Perspektivisch sieht Bruckner in der deutschen Haltung ein langfristiges Problem, das die Einheit Europas gefährden könnte: „Merkels Versuch der letzten Monate, das gute Europa nur in Deutschland zu bauen, dieses Zurschaustellen der deutschen Beispielhaftigkeit, vor der sich die Nachbarn für ihre Stumpfheit zu schämen haben, das erinnert mich an die großen Kämpfe innerhalb der Kommunistischen Internationale, an Stalins Antwort auf Trotzki. Trotzki trat damals innerhalb der kommunistischen Bewegung für die permanente Revolution ein, Stalin für den Sozialismus in einem Land. Stalin gewann die Auseinandersetzung, aus vielen historischen Gründen, aber mit katastrophalen Folgen. Wenn wir anderen Europäer die Deutschen heute nicht von ihren Alleingängen abhalten, dann fürchte ich um Europa”31. Es ist nicht überraschend, dass gegenüber der deutschen Öffentlichkeit die französische „Intelligenz” sich tendenziell auf die Seite der von Max Weber32 formulierten Verantwortungsethik beruft, als die deutsche Willkommenskultur, die eher der Gesinnungsethik frönt. Eigene französische Erfahrungen aus einer schlecht gelungenen Integration muslimischer Migranten zeigen erkennbare Spuren. Mit den kritisch distanzierten Aussagen wird auch – ohne auf diese bewusst abzustellen – die Position Sloterdijks bestärkt.
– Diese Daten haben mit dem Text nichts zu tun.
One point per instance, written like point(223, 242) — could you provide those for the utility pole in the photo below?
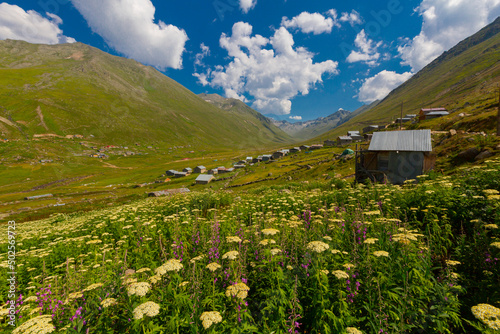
point(401, 119)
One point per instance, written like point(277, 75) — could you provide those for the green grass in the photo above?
point(463, 80)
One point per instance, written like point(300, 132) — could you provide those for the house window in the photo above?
point(383, 161)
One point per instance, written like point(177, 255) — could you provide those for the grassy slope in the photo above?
point(117, 100)
point(464, 79)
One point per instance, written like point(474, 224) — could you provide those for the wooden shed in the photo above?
point(329, 142)
point(200, 169)
point(428, 113)
point(204, 179)
point(395, 156)
point(343, 140)
point(278, 154)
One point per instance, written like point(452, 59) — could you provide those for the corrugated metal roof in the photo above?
point(409, 140)
point(438, 113)
point(433, 109)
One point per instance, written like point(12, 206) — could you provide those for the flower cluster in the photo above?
point(213, 266)
point(381, 253)
point(239, 290)
point(317, 246)
point(452, 263)
point(234, 239)
point(270, 231)
point(340, 274)
point(148, 308)
point(38, 325)
point(370, 240)
point(209, 318)
point(231, 255)
point(488, 314)
point(92, 287)
point(170, 265)
point(265, 242)
point(139, 289)
point(108, 302)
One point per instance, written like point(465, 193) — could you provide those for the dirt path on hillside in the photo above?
point(6, 121)
point(113, 166)
point(40, 115)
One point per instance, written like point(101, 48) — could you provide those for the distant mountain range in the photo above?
point(313, 128)
point(69, 89)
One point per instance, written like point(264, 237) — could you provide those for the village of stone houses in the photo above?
point(216, 219)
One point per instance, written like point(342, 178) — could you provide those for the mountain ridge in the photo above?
point(464, 79)
point(80, 89)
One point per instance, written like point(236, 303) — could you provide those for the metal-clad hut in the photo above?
point(329, 142)
point(204, 179)
point(370, 128)
point(305, 147)
point(278, 154)
point(168, 192)
point(200, 169)
point(343, 140)
point(435, 112)
point(171, 172)
point(396, 156)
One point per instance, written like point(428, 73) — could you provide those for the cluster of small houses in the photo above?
point(207, 175)
point(356, 136)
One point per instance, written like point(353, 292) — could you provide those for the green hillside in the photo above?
point(76, 89)
point(464, 80)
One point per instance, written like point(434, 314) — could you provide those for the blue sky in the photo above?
point(287, 59)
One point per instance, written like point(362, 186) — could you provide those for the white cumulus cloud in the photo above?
point(445, 23)
point(270, 70)
point(30, 26)
point(368, 50)
point(128, 27)
point(246, 5)
point(381, 84)
point(314, 23)
point(352, 18)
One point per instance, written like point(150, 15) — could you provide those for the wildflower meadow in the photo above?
point(325, 257)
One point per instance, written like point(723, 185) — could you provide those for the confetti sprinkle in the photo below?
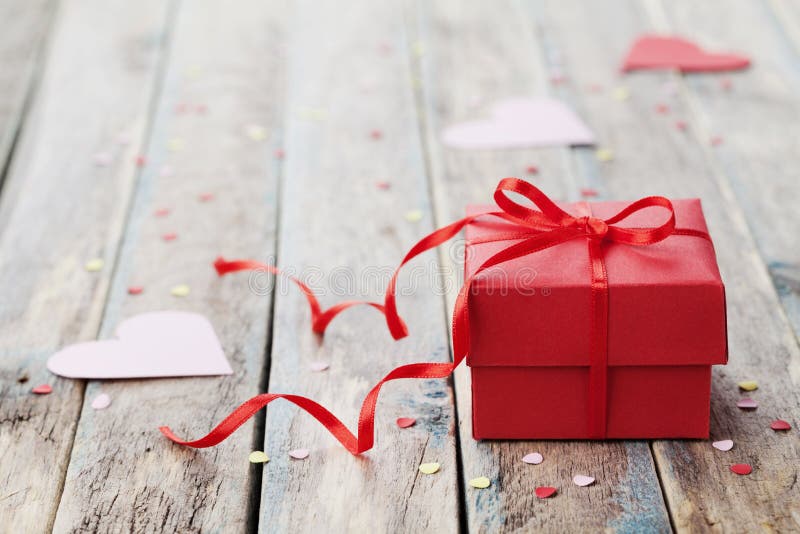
point(780, 424)
point(42, 389)
point(533, 458)
point(747, 404)
point(258, 457)
point(603, 154)
point(748, 385)
point(181, 290)
point(405, 422)
point(480, 482)
point(545, 492)
point(621, 93)
point(176, 144)
point(256, 132)
point(102, 159)
point(742, 469)
point(101, 402)
point(429, 468)
point(319, 366)
point(414, 216)
point(299, 454)
point(723, 445)
point(94, 265)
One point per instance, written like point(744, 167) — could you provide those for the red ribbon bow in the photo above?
point(534, 230)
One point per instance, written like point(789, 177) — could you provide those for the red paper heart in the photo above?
point(741, 469)
point(780, 424)
point(543, 492)
point(658, 52)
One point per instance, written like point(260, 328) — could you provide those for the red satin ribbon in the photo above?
point(535, 230)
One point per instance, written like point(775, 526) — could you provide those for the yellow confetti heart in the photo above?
point(258, 457)
point(94, 265)
point(181, 290)
point(480, 482)
point(604, 154)
point(414, 216)
point(430, 468)
point(621, 93)
point(748, 385)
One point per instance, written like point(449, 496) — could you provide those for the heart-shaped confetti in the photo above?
point(258, 457)
point(780, 424)
point(545, 492)
point(101, 402)
point(405, 422)
point(429, 468)
point(723, 445)
point(299, 454)
point(480, 482)
point(742, 469)
point(181, 290)
point(747, 404)
point(748, 385)
point(583, 480)
point(533, 458)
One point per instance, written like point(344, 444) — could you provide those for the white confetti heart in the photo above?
point(723, 445)
point(533, 458)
Mit einem Interview in der Schweizer Zeitung „Der Tagesanzeiger”, geführt am 15.4.2016 legt Sloterdijk in der von ihm angestoßenen Debatte nach. Ohne auf seine Kritiker im Detail einzugehen (der einzige Hinweis und Seitenhieb: „die Deformationen haben Grenzen, wenn die Argumente ehrenrührig oder gar diffamierend werden“.) kommt er schnell zum Thema; seine Kritik: die bundesdeutsche Politik ist weniger durch Strategie als durch Improvisation geprägt, denn „das rückwirkende Vortäuschen von Strategien, die es nicht gab, ist eine bedenkliche Form des Regierens“33. Im Zuge ihres Zurückruderns – wie er es vorausgesagt hatte – geht sie (Frau Merkel) einen „Teufelspakt“ mit dem türkischen Staatspräsidenten ein, denn „offenbar findet man bei Männern dieses Typs die nötige Grobheit, um die europäischen Sensibilitäten zu schonen“34.

Sloterdijk plädiert für eine Politik im Sinne der oben bereits angesprochenen Verantwortungsethik, für eine Politik, die Souveränität hochhält und auch durchaus Hartherzigkeit zeigt; „Souveränität ist auch das Gegenteil von Hartherzigkeit, nämlich die Prämisse für die Fähigkeit zu helfen. Zur Politik gehört die Handhabung von Härten. Dass es den Schweizern besser geht als den Menschen in Somalia, ist auch eine himmelschreiende Härte, die nur deswegen nicht auffällt, weil nicht genug Somalier vor der Tür der Schweiz stehen. Wenn demnächst die Welle der schwarzafrikanischen Überpopulation an die Tore Europas brandet, wird das Problem der Härte-Verwaltung wieder auftauchen, heftiger als heute”35. Die Wahrung der Souveränität bezieht er nicht nur auf die Gestaltungsfähigkeit, das politische Handeln, sondern auch auf die Staatsgrenzen. „Wenn die Einwanderung eine Form annimmt, in der es keine Grenze mehr gibt, sondern nur ein wüstes offenes Feld, liegt Staatsversagen vor. Dann kann man Reaktionen wie jene der Pegida oder der Alternative für Deutschland (AfD) metaphorisch als allergische Reaktionen deuten“36.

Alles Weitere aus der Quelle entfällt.